E equals m c squared

"Proof" of E=mc2

Before Einstein, it was known that a beam of light pushes against matter; this is known as radiation pressure. This means the light has momentum. A beam of light of energy E has momentum E/c. Einstein used this fact to show that radiation (light) energy has an equivalent mass.

Consider a cylinder of mass M. A pulse of light with energy E is emitted from the left side. The cylinder recoils to the left with velocity v=E/(Mc). If the mass of the cylinder is large, it doesn't move far before the light reaches the other side. So, the light must travel a distance L, requiring time t=L/c. In this time, the cylinder travels a distance x=vt=[E/(Mc)](L/c).

Einstein reasoned that the center of mass of an isolated system doesn't just move on its own. So, the motion of the cylinder must be compensated by the motion of some other mass. Let's assume the light has mass m. Then, Mx=mL, since the cylinder moves x to the left and the light moves L to the right. Substituting the expression for x given above, the equation can be simplified to E=mc2.

From the fact that light has momentum, Einstein showed that light energy has the characteristics of mass also. In other words, energy has inertia. It turns out that all energy has this feature. That's because one form of energy can be transformed into another. So, if one kind of energy has this characteristic, all forms of energy do.

"In light of knowledge attained, the happy achievement seems almost a matter of course, and any intelligent student can grasp it without too much trouble. But the years of anxious searching in the dark, with their intense longing, their alterations of confidence and exhaustion and the final emergence into the light -- only those who have experienced it can understand it."

Einstein's theories sprang from a ground of ideas prepared by decades of experiments. One of the most striking, in retrospect, was done in Cleveland, Ohio, by Albert Michelson and Edward Morley in 1887. Their apparatus was a massive stone block with mirrors and crisscrossing light beams, giving an accurate measurement of any change in the velocity of light. Michelson and Morley expected to see their light beams shifted by the swift motion of the earth in space. To their surprise, they could not detect any change. It is debatable whether Einstein paid heed to this particular experiment, but his work provided an explanation of the unexpected result through a new analysis of space and time.
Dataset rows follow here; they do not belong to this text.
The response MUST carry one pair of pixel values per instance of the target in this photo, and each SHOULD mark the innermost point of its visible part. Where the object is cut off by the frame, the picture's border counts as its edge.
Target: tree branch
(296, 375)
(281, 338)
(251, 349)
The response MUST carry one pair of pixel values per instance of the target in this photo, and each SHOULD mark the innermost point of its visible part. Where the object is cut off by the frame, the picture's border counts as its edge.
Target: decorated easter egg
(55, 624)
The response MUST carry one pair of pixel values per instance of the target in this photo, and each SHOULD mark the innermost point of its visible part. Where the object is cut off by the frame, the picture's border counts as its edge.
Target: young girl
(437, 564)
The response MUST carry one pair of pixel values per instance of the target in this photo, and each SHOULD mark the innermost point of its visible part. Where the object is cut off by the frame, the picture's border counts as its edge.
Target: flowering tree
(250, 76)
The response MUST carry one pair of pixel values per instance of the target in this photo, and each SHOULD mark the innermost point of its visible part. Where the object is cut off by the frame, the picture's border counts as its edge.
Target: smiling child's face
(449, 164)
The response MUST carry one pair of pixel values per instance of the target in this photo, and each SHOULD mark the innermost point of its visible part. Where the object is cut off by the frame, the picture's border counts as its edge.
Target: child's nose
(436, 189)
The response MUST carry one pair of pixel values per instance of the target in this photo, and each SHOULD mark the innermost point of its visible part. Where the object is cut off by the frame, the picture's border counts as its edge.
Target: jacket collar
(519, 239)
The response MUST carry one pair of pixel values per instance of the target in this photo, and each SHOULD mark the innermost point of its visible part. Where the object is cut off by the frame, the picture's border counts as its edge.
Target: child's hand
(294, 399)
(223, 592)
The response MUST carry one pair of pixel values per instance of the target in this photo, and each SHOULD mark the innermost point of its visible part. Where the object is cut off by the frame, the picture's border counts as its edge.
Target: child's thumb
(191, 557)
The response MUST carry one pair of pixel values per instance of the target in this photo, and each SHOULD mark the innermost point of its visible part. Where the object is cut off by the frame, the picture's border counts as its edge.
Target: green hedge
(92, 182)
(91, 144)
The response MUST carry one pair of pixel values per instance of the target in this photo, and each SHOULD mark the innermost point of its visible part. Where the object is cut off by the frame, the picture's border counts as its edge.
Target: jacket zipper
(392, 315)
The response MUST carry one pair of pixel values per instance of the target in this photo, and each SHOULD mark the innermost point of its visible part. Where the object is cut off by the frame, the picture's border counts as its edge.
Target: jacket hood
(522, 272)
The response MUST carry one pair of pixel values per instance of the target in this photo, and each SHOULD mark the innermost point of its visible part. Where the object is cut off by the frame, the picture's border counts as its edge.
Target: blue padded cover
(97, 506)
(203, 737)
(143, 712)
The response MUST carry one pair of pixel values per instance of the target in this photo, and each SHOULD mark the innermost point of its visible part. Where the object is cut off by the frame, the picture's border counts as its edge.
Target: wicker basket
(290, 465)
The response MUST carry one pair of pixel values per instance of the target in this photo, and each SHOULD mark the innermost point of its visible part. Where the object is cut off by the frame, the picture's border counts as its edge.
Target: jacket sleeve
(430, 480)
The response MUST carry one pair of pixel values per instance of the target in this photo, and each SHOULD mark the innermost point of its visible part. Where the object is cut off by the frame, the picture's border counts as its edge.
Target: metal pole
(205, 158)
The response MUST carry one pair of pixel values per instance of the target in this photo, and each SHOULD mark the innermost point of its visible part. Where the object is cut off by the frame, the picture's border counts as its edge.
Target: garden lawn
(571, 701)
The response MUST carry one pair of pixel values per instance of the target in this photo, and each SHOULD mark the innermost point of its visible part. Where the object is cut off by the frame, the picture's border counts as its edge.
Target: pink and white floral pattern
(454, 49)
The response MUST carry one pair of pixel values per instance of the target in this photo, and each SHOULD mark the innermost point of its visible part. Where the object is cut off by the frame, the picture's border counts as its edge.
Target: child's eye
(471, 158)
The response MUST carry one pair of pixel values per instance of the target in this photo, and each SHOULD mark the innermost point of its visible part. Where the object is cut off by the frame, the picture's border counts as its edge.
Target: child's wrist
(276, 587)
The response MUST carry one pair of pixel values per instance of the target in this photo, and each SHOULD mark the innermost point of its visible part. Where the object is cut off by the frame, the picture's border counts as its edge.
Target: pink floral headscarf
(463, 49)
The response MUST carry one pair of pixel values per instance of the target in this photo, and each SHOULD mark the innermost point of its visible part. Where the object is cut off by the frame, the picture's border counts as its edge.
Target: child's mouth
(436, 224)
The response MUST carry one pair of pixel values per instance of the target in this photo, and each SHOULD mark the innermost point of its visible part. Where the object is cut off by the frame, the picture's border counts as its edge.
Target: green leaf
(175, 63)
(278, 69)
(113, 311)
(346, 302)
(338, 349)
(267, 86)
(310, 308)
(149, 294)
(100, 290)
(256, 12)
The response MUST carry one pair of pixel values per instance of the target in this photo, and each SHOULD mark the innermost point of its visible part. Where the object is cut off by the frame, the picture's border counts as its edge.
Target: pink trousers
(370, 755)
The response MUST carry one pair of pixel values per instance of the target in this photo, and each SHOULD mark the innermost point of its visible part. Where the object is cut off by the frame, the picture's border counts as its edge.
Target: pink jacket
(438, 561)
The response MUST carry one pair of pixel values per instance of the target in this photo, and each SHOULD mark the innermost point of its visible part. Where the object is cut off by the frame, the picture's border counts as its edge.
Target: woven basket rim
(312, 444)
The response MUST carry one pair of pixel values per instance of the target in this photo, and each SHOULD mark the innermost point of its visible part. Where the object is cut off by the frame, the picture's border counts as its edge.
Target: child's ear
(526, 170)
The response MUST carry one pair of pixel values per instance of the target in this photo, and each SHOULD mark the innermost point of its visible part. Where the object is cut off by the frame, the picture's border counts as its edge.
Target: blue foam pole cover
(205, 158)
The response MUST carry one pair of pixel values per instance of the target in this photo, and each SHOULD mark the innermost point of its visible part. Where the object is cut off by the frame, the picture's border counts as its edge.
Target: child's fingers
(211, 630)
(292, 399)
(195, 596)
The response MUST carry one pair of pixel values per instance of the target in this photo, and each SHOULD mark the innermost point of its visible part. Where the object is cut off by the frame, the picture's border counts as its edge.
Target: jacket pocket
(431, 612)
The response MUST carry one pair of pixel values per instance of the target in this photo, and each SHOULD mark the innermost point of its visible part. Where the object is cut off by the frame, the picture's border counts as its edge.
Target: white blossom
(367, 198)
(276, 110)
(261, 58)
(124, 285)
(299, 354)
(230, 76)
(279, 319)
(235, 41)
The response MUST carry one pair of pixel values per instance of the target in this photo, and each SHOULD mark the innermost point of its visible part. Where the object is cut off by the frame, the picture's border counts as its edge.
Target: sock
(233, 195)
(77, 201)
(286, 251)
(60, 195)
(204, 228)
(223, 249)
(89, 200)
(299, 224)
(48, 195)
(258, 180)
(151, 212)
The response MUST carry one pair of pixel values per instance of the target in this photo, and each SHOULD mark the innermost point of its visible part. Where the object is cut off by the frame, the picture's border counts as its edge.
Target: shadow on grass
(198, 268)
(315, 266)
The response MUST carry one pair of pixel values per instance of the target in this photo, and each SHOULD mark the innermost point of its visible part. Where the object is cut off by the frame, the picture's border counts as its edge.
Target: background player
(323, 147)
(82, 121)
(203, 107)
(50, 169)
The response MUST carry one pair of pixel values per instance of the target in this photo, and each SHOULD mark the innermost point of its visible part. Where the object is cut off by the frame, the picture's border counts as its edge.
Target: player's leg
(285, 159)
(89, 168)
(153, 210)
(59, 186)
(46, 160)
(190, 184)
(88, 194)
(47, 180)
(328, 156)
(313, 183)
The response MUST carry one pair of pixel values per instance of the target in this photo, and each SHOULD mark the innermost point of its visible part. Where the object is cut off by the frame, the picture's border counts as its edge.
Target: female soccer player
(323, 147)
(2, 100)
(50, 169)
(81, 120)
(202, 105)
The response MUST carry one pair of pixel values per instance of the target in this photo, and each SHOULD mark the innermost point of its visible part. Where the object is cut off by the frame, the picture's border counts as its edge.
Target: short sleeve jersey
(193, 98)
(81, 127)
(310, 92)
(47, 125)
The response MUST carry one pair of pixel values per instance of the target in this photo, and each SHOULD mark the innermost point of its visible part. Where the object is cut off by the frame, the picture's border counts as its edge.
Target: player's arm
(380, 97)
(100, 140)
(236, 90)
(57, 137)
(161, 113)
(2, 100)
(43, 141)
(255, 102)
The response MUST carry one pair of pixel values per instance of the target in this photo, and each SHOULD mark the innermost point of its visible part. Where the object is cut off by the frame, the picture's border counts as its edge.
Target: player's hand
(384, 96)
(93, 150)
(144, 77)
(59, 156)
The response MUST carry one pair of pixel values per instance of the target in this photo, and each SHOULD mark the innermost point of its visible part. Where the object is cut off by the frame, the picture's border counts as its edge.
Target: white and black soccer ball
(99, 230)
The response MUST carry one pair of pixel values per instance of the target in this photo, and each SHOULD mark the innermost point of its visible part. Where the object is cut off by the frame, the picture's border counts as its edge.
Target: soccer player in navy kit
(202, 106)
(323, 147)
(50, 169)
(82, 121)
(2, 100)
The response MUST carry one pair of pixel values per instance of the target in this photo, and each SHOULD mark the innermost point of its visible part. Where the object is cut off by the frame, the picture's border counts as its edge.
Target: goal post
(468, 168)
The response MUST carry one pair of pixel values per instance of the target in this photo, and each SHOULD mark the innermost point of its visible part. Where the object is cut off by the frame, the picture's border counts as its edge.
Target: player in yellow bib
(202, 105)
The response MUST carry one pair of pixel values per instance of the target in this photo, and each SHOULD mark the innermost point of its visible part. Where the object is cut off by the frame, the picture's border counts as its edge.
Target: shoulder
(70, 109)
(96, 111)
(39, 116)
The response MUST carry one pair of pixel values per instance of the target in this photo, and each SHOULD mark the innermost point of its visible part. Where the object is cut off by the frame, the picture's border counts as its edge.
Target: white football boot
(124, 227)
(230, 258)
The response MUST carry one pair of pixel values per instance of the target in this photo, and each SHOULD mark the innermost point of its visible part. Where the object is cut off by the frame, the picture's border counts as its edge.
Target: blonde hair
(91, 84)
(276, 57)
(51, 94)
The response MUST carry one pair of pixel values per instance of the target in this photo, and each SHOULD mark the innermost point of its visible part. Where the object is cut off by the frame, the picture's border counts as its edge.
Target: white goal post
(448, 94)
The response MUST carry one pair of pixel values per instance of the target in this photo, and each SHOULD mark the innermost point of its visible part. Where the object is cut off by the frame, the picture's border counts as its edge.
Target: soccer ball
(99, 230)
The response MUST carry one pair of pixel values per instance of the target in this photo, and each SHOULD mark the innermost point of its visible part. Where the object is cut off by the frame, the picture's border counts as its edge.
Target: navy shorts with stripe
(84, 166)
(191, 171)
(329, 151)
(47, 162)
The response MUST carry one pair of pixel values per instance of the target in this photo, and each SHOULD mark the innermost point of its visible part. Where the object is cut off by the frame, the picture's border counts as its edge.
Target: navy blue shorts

When Einstein used his equations to study the motion of a body, they pointed him to a startling insight about the body's mass and energy.

The deep connection Einstein discovered between energy and mass is expressed in the equation E equals m c squared. Here E represents energy, m represents mass, and c squared is a very large number, the square of the speed of light. Full confirmation was slow in coming. In Paris in 1933, Irène and Frédéric Joliot-Curie took a photograph showing the conversion of energy into mass. In the photography, an invisible quantum of light carrying energy changes into mass --Two particles were created and curved away from each other.

Meanwhile in Cambridge, England, the reverse process was seen: the conversion of mass into pure energy. With their apparatus John Cockcroft and E.T.S. Walton broke apart an atom. The fragments had slightly less mass in total than the original atom, but they flew apart with great energy.